The species is notorious for aggression. And now we know where this passionate behavior comes from.
The Africanized honey bee is often referred to as ‘killer bee’. And he has that nickname for a reason. The bugs have a fairly negative reputation because they can be very aggressive. An angry swarm has already killed several people. But why is the killer bee so aggressive? Investigators figured it out.
About the Africanized Honeybee
The Africanized honeybee is actually the result of a genetic experiment that went wrong. Brazilian researchers imported a South African subspecies and cultivated them with European-derived honey bees in the 1950s. The idea was to develop a better subtropical variant. But then some accidentally escaped. And these bees then unexpectedly escaped horses with the local bees.
It resulted in a new species that no one was really waiting for. “The resulting bees were invasive and very aggressive,” explains researcher Amro Zayed. “Much worse than the European honey bees that were used by North and South American beekeepers at the time.” Where this aggressiveness came from was a mystery. “The genetics that caused this hyperagression were not well known,” Zayed continues. “But the prevailing theory was that the Africanized honey bee was aggressive because the South African bees were.”More about aggression in the ‘killer bee’
Aggression in the species means that honey bees from Africa attack more quickly. Moreover, they immediately attack in larger flocks. The poison is no more powerful than that of other bee species. However, someone who is attacked will be stung by the ‘killer bee’ more often. And that can be fatal, especially when someone is also allergic.
The new colonies fanned out at a rapid pace. For example, the Africanized honey bee spread not only across Brazil, but also across South America, Central America and, in 1990, the southern states of the United States. Today, they have completely replaced the European derived honey bee in Brazil. In addition, they have become the most common honey bee from Northern Argentina to the southern United States. This success has to do with several factors. First of all, they come from a tropical area. It means that in these climates they thrive better than their European counterparts. In tropical areas where both species live side by side, the Africanized bee can easily compete with European honey bees.

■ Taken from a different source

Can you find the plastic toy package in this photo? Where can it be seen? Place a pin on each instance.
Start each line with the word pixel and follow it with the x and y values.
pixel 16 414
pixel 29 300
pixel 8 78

The genetically modified bee is now found in many places, where it sometimes ends up in the water of unsuspecting people. In the United States, for example, Africanized honey bees are responsible for one to two deaths per year. To determine where the hyperagression of the Africanized honey bee comes from, the researchers decided to conduct an experiment. They collected 116 Brazilian Africanized honey bee colonies and swung a black leather ball a few minutes in front of the entrance to the hive to provoke a response.
Many bees flew aggressively at the ball and immediately stung. “Some colonies hit the ball 90 or more times per minute,” said researcher Samir Kadri. “We decided to sequence the genome of the most aggressive colonies. We then compared the genomes of the most and least aggressive colonies to discover mutations related to their different behaviors. ”
The researchers found that the most defensive colonies were more akin to South African honey bees. But after sequencing the genomes, the team discovered that the most aggressive specimens were related to Western European bees. It means that the aggressiveness in Africanized honeybee was partly brought about by a European ancestor. Although it is mainly the poor mix that counts. “The mixing of the two honey bee subspecies has ultimately led to the hyperagression seen in this invasive species,” said Zayed.
Although the findings from the study provide an answer to a pressing question, the researchers have not yet let go of the subject. Follow-up research has to show how exactly the DNA of these two subspecies influences the aggressive immune response.